The United States on Monday issued new sanctions against one Iranian entity and three individuals it alleged contributed it Iranian nuclear activities with potential military uses.
An announcement by the US Treasury listed the company as Fuya Pars Prospective Technologists, also known as Ideal Vacuum Store.
Secretary of State Marco Rubio elaborated on the move in a statement.
"Today, the Department of State is sanctioning three Iranian nationals and one Iranian entity with ties to Iran’s Organization of Defensive Innovation and Research, which is known by its Persian acronym, SPND – the direct successor organization to Iran’s pre-2004 nuclear weapons program, also referred to as the Amad Project."
"All individuals sanctioned are involved in activities that materially contribute to, or pose a risk of materially contributing to, the proliferation of weapons of mass destruction," he added.

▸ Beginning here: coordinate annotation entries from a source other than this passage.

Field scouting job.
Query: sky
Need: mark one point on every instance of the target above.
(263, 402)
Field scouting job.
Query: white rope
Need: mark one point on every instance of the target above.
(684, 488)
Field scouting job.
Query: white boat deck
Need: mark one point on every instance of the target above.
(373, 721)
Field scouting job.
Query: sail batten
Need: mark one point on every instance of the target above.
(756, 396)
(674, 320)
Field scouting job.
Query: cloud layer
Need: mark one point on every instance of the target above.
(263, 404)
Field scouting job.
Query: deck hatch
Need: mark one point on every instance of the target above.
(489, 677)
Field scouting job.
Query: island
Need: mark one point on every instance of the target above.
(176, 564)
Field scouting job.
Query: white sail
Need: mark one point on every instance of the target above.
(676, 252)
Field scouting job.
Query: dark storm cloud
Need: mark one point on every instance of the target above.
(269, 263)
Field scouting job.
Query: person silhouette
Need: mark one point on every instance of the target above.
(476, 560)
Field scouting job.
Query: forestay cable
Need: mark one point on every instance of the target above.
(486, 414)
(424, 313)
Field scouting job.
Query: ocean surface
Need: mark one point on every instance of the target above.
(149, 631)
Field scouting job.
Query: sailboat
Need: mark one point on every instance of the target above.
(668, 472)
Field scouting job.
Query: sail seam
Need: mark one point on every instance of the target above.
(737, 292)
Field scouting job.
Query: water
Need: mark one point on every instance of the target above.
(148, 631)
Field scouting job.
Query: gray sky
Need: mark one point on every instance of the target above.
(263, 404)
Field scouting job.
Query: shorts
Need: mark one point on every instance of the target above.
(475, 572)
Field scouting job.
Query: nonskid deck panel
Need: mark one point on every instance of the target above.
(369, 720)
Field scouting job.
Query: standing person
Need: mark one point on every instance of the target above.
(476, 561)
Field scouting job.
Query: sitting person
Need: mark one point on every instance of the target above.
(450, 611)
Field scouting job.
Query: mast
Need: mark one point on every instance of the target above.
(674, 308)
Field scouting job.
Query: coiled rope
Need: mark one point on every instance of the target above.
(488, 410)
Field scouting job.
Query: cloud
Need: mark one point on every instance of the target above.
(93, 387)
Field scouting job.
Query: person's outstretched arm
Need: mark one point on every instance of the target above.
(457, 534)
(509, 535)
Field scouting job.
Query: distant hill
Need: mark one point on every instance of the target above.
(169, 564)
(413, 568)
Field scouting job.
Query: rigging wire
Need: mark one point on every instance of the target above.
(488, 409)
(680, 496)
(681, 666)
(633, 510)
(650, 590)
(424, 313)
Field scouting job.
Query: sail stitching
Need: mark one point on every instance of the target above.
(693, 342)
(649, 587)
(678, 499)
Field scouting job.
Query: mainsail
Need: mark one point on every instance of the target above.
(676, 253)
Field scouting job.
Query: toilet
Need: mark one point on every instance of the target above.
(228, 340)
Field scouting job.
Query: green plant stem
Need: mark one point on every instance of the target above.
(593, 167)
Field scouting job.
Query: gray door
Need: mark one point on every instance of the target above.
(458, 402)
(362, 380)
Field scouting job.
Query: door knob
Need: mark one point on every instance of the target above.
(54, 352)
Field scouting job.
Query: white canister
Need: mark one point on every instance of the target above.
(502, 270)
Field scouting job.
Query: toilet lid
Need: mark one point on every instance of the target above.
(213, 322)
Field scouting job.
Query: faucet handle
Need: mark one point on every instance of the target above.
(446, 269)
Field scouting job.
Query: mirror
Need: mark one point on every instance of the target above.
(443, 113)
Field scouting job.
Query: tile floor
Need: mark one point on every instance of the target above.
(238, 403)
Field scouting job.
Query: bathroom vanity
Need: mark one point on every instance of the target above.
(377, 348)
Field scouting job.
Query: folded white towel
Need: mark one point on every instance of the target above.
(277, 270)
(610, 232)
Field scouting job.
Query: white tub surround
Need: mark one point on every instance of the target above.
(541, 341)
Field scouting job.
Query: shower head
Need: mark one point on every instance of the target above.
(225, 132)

It’s impossible to give a timeline for when this will be resolved or what the outcome will be. We are trying," said Majid Takht-Ravanchi, deputy foreign minister for political affairs. "We believe the path we’re on is the right one, though there are many challenges."
"Economically, the country is in a difficult state, and our people are under sanctions that we believe are deeply unjust," Takht-Ravanchi added during an appearance at the Tehran International Book Fair.
"Our effort in the diplomatic apparatus is, within our capacity and in line with national policies and the guidelines given to us, to use our expertise to lift these sanctions."